Posted by Matt Birchler
— 3 min read

Facebook pulled a Google today and created a company to oversee all of their products, and that company is called Meta. I haven't read The Discourse on what people think about this, so I'll be curious to see how my opinions compare to others. Here's a few takeaways from reading Mark Zuckerberg's Founder's Letter, 2021.

We are at the beginning of the next chapter for the internet, and it’s the next chapter for our company too.

Love them or hate them, Zuckerberg continues to show how his company has remained relevant for close to two decades. This is bold, visionary thinking, and while I don't know if it will work out how they plan, it's certainly not a company content with where they are.
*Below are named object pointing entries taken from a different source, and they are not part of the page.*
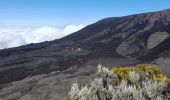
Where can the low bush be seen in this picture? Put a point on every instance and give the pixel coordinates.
(142, 82)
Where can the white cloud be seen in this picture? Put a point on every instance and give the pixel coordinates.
(13, 37)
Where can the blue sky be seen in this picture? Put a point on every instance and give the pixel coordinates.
(66, 12)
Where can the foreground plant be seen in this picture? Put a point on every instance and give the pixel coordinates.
(142, 82)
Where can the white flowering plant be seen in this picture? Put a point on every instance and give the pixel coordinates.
(134, 85)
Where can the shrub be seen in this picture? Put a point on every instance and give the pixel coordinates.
(142, 82)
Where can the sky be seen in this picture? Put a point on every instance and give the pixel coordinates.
(65, 12)
(33, 21)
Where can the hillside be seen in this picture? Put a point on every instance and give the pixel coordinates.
(127, 40)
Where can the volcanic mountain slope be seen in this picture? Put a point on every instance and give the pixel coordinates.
(128, 40)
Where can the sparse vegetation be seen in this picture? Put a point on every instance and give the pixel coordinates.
(142, 82)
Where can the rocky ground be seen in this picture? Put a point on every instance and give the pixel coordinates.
(45, 71)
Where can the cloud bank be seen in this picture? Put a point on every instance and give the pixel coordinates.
(13, 37)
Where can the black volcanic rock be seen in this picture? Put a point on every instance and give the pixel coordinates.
(125, 37)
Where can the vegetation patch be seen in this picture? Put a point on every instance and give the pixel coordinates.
(141, 82)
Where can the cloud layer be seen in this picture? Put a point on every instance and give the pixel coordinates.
(13, 37)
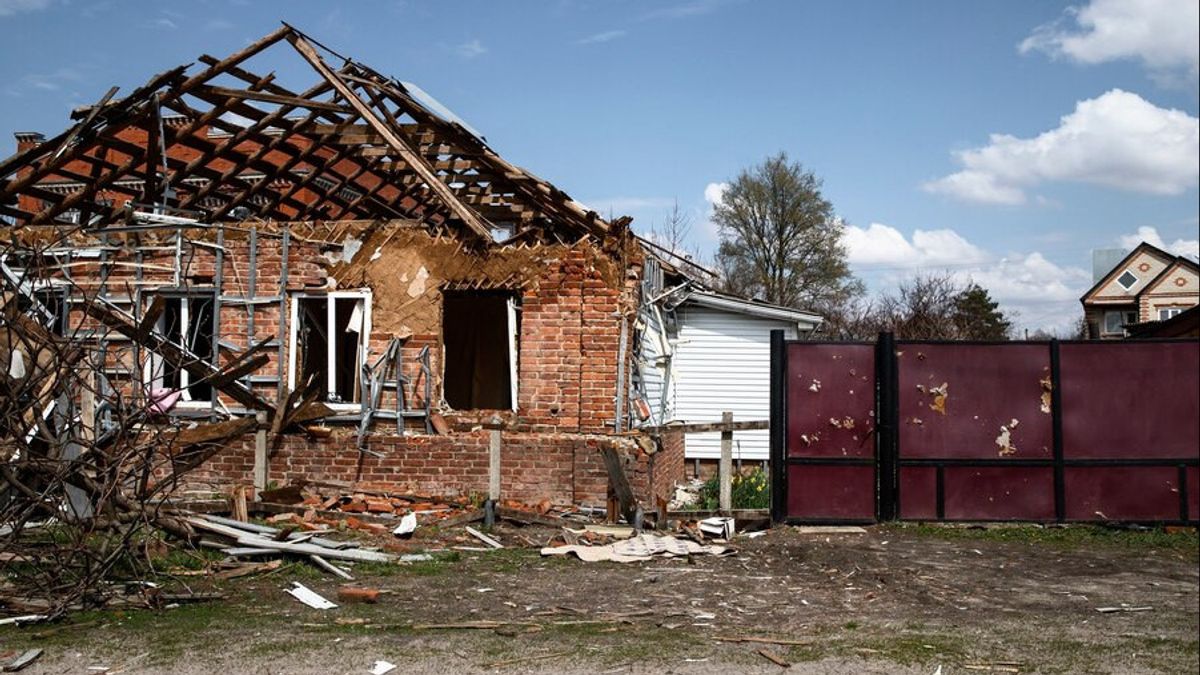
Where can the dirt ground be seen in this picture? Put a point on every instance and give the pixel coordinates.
(894, 599)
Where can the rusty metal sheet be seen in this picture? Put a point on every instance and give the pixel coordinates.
(1193, 473)
(1126, 399)
(975, 401)
(831, 493)
(999, 493)
(831, 400)
(1122, 493)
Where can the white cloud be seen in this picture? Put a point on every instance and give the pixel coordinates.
(1117, 139)
(883, 245)
(601, 37)
(9, 7)
(52, 81)
(714, 192)
(1150, 234)
(1161, 34)
(471, 49)
(623, 205)
(1033, 291)
(1024, 279)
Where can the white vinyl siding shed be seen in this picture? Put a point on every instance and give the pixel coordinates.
(723, 363)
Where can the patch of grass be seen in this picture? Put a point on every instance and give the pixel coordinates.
(749, 490)
(1068, 537)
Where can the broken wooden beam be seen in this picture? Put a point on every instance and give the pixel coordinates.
(705, 426)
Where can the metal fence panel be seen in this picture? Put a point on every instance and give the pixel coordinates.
(1125, 400)
(1038, 431)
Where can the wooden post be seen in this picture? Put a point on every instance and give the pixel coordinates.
(725, 469)
(88, 410)
(493, 473)
(261, 454)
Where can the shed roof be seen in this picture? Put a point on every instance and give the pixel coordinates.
(226, 143)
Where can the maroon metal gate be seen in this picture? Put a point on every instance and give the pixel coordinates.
(1036, 431)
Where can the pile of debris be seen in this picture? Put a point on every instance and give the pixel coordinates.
(312, 505)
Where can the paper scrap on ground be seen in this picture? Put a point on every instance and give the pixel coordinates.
(309, 597)
(407, 525)
(382, 667)
(642, 547)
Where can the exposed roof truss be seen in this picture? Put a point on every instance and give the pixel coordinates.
(231, 144)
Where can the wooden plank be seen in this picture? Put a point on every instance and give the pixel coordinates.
(214, 432)
(484, 538)
(415, 161)
(703, 426)
(493, 465)
(619, 484)
(261, 454)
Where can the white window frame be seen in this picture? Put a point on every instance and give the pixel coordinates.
(154, 369)
(361, 294)
(514, 342)
(1131, 273)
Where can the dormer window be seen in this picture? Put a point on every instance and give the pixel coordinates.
(1127, 280)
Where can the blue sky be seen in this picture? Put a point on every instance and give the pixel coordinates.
(1001, 141)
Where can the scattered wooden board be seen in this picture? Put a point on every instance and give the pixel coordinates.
(484, 538)
(774, 658)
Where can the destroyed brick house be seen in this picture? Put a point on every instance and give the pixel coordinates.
(377, 284)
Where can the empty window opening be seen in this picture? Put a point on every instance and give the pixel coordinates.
(329, 344)
(1127, 280)
(479, 334)
(186, 321)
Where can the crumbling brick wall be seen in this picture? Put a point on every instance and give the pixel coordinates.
(534, 466)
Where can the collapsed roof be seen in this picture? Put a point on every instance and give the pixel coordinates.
(225, 143)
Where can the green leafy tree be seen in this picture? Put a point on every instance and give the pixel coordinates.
(978, 317)
(780, 240)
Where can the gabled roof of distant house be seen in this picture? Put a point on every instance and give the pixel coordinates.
(751, 308)
(1169, 260)
(232, 144)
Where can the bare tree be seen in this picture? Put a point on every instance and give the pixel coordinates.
(87, 464)
(675, 233)
(780, 240)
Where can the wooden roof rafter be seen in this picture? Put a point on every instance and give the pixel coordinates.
(357, 145)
The name is fine and the logo is fine. I would wager most people who think it sucks would have thought literally anything they did sucks. The real question is whether the new name sticks…who talks about Alphabet, after all? I suspect we'll be talking about "Facebook" for a long time.

When I started Facebook, we mostly typed text on websites. When we got phones with cameras, the internet became more visual and mobile. As connections got faster, video became a richer way to share experiences. We’ve gone from desktop to web to mobile; from text to photos to video. But this isn’t the end of the line.

I'm getting to the age where I start to view all new advances with skepticism by default, but obviously we are nowhere near the end of the line when it comes to technological advancement, and it's foolish to think the world will behave the same 50 years from now as it does today. I attempt to keep an open mind with this stuff, even as my brain start fighting harder to dismiss it all.

Think about how many physical things you have today that could just be holograms in the future. Your TV, your perfect work setup with multiple monitors, your board games and more — instead of physical things assembled in factories, they’ll be holograms designed by creators around the world.

Again, my eyes start to roll back when I read this, but it may not be as crazy as I think. I work with a team of people thousands of miles apart, I am friends with people I've never met in real life, and I pay for all sorts of things that have no physical value, but make my compuing/gaming experience better, and I don't blink an eye. Tell someone 30 years ago this is all normal and they'd tell you you're crazy.

Maybe this is all crazy already, but that's a rabbit hole we don't have time for now 😂

This period has also been humbling because as big of a company as we are, we’ve also learned what it’s like to build on other platforms. Living under their rules has profoundly shaped my views on the tech industry. I’ve come to believe that the lack of choice for consumers and high fees for developers are stifling innovation and holding back the internet economy.

There's the first shot at Apple (and to a lesser extent, Google)! I mean fair enough, though. Facebook's business is massively controlled by Apple and Google, and it's clearly bothered Facebook for a long time.

We’ll continue supporting side-loading and streaming from PCs so people have choice, rather than forcing them to use the Quest Store to find apps or reach customers.

Doubling down on consumer choice. Again, I don't blame them one bit.

I’m dedicating our energy to this — more than any other company in the world. If this is the future you want to see, I hope you’ll join us. The future is going to be beyond anything we can imagine.

I do have a Facebook account, but I don't use it. Frankly, I'm not a huge fan of the company in general, but that doesn't mean I'm fundamentally against everything they do. Zuckerberg is taking a big shot here, and it will be fascinating to see how this plays out.